On le croyait définitivement rangé dans la galerie des statues poussiéreuses de la droite, condamné aux confidences nostalgiques et aux apparitions feutrées. Nicolas Sarkozy n’a pourtant rien perdu de ce goût pour les gestes inattendus qui déstabilisent tout l’échiquier. Dans son livre comme dans ses propos récents, l’ancien président affirme sans détour qu’il ne se ralliera pas au fameux « front républicain » contre le Rassemblement national. Une phrase courte, presque anodine, mais qui a l’effet d’un pavé lancé dans un rituel devenu mécanique.
Depuis des années, on nous rejoue la même pièce : la droite traditionnelle se doit de tendre la main à une gauche qui la méprise, sous prétexte d’un péril fantasmé, afin d’empêcher les électeurs du RN de peser réellement. Ce front n’a jamais été un accord, mais une injonction morale, agitée comme un chapelet. Qu’un ancien chef de l’État refuse désormais d’y sacrifier confirme que la liturgie républicaine ne fonctionne plus.
Il faut dire que Sarkozy, dans sa situation actuelle, sait parfaitement qui l’a soutenu et qui s’est détourné de lui. Et il n’a rien oublié de la froideur macronienne, de la manière dont le pouvoir en place s’est lavé les mains du retrait de sa Légion d’honneur, ou du silence gêné d’une partie des siens. Pendant que certains regardaient ailleurs, les dirigeants du Rassemblement national lui ont envoyé des messages de solidarité. Cela n’efface rien des divergences, mais cela suffit à changer le regard d’un homme que l’épreuve a rendu plus lucide.
Son refus du front républicain n’est pas une adhésion au programme du RN ; c’est un constat. Insulter en bloc les électeurs du RN revient à insulter une fraction immense du pays. Continuer à les brandir comme des intouchables, c’est refuser d’admettre les fractures profondes qui parcourent la France. Le vote populaire n’a plus envie de recevoir des leçons de morale de ceux qui n’ont rien vu venir depuis vingt ans.
Le geste de Sarkozy signifie surtout que la droite classique n’a plus de raison de s’enchaîner à un mécanisme qui ne lui a apporté que des déconvenues. À force de se sacrifier au nom d’un front qu’elle ne contrôle pas, elle a perdu son électorat, son identité et sa cohérence. Renoncer à cette comédie, c’est reprendre un peu d’air.
Bien sûr, les professionnels de l’indignation s’empressent de dénoncer « l’irresponsabilité » de l’ancien président, comme si la vertu civique consistait à prolonger indéfiniment une stratégie périmée. La vérité, c’est que le front républicain ne tient plus que par l’habitude et la peur de reconnaître son échec.

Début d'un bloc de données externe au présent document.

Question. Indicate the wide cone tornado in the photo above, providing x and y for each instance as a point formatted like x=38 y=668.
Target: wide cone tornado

Sarkozy, lui, a simplement dit tout haut ce que beaucoup pensent tout bas.
Le paysage politique français est à un tournant. Ce n’est pas le Rassemblement national qui vient de remporter une victoire idéologique ; ce sont les vieilles barrières morales qui s’effondrent. La droite se décomplexe, les alliances ne seront plus dictées par l’anathème mais par le réel, et l’on découvre que le pays n’a pas à éternellement se ranger derrière des réflexes datant d’un autre siècle.
Qu’un ancien président ouvre la brèche est un signe. Ce qui paraissait impensable hier devient une évidence aujourd’hui. Et demain, il faudra bien accepter que la démocratie ne peut fonctionner qu’en respectant tous les électeurs, même ceux que les cercles ministériels rêvent encore de diaboliser.